We see many organizations establishing BYOD policies to define service level expectations for IT, end user obligations, and best practices for security.  Several organizations are identifying secure access mechanisms that can be monitored and managed across several diverse platforms (OS, Windows, Google, etc.).  Many find success with a “sandbox” approach, wherein a secure environment is carved into an otherwise open device for mail and documents.

Taking lessons from these organizations can help to ensure a successful BYOD initiative. 

Successful BYOD initiatives start with IT managers getting a handle on how each aspect of the organization uses devices to support the business.  Talking with Sales, Marketing, IT, Executives, and other stakeholders contributes to a better understanding of the needs driving demand for mobile device usage. 
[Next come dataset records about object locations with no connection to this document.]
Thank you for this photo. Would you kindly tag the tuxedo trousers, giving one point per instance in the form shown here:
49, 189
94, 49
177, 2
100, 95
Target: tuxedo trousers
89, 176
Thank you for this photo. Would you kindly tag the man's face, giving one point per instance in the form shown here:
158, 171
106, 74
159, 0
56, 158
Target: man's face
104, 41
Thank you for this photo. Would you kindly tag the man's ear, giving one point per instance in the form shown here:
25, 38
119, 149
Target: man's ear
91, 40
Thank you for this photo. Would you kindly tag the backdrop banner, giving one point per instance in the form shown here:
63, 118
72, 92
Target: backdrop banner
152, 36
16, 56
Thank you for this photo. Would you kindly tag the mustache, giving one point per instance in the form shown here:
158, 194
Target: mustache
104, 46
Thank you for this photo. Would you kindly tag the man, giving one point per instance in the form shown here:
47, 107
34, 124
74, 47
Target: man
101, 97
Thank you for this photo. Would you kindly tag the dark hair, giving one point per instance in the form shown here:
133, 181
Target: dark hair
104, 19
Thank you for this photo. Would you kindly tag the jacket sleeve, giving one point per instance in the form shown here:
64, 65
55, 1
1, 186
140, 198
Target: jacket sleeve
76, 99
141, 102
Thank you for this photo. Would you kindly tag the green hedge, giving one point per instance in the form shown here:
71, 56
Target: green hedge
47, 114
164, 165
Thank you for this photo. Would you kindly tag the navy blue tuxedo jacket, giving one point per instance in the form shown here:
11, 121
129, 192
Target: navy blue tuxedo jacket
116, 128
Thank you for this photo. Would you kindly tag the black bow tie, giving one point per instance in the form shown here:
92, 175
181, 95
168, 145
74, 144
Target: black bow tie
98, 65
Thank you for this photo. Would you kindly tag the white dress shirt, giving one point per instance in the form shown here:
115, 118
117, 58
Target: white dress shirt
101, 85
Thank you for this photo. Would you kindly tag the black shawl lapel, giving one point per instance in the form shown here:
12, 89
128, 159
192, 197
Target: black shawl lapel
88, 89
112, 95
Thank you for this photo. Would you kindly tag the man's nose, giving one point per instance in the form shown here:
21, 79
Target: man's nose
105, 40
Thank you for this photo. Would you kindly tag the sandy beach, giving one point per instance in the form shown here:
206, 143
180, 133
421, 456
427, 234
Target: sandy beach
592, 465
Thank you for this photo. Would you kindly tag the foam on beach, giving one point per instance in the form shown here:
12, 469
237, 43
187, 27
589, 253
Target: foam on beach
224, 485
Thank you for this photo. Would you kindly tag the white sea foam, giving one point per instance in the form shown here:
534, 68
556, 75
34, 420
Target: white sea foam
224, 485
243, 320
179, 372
  • Determine the proper level of the network access required for different users.  Which devices are allowed on the organization’s network, which level of access (such as limited or full) are granted to the devices, who has the permission to use the devices, and when should the devices be accessible to the network?
  • Define the devices to be supported, and the related security requirements. This requires getting a handle on the devices used in the organization, ensuring vulnerability assessment and remediation are performed constantly on the devices, and installing baseline endpoint security components on the devices (such as updated antivirus software and updated security patch management tools), regardless of operating system or device manufacturer.
  • Determine the devices that cannot be reconciled with acceptable security standards. This includes defining which operating systems and versions cannot be supported, which applications are prohibited on the device, as well as how use of these devices and software will be detected and addressed.  Often, defining expectations as a “service level” to be provided by IT helps facilitate a good discussion with Management as to what can and should be supported.
  • Establish a BYOD policy (which needs not be lengthy or overly complex); rather, it should clearly and succinctly define the rules and expectations for using employee owned devices in the workplace.  The following components are generally helpful in a BYOD policy:
    • Security requirements- to addresses the minimum-acceptable security measures and related build standards required on supported devices to ensure that best practices accepted at the organization are propagated to all devices (such as anti-virus/ malware software, security patching, etc.)
    • Password minimum lengths and complexity in line with general corporate expectations for information security, and well as a mechanism for ensuring that they are deployed as expected. 
    • The policy should address how personal and business data are stored, respectively, on the devices. This is where a sandbox approach can be very useful.
  • Provide employee training on BYOD usage, and employee’s responsibilities.  Reminding users that existing organizational policies for acceptable use, Email best practices, and the importance of reporting incidents timely apply to BYOD is critical; reminding users of what has not changed is just as important as noting the “new and different” aspects of BYOD.  As employees are also using these devices after work for personal use, organizations should educate employees regularly to keep them updated on the best practices for keeping their personal and business data safe.

Disclaimer of Liability: This publication is intended to provide general information to our clients and friends. It does not constitute accounting, tax, or legal advice; nor is it intended to convey a thorough treatment of the subject matter.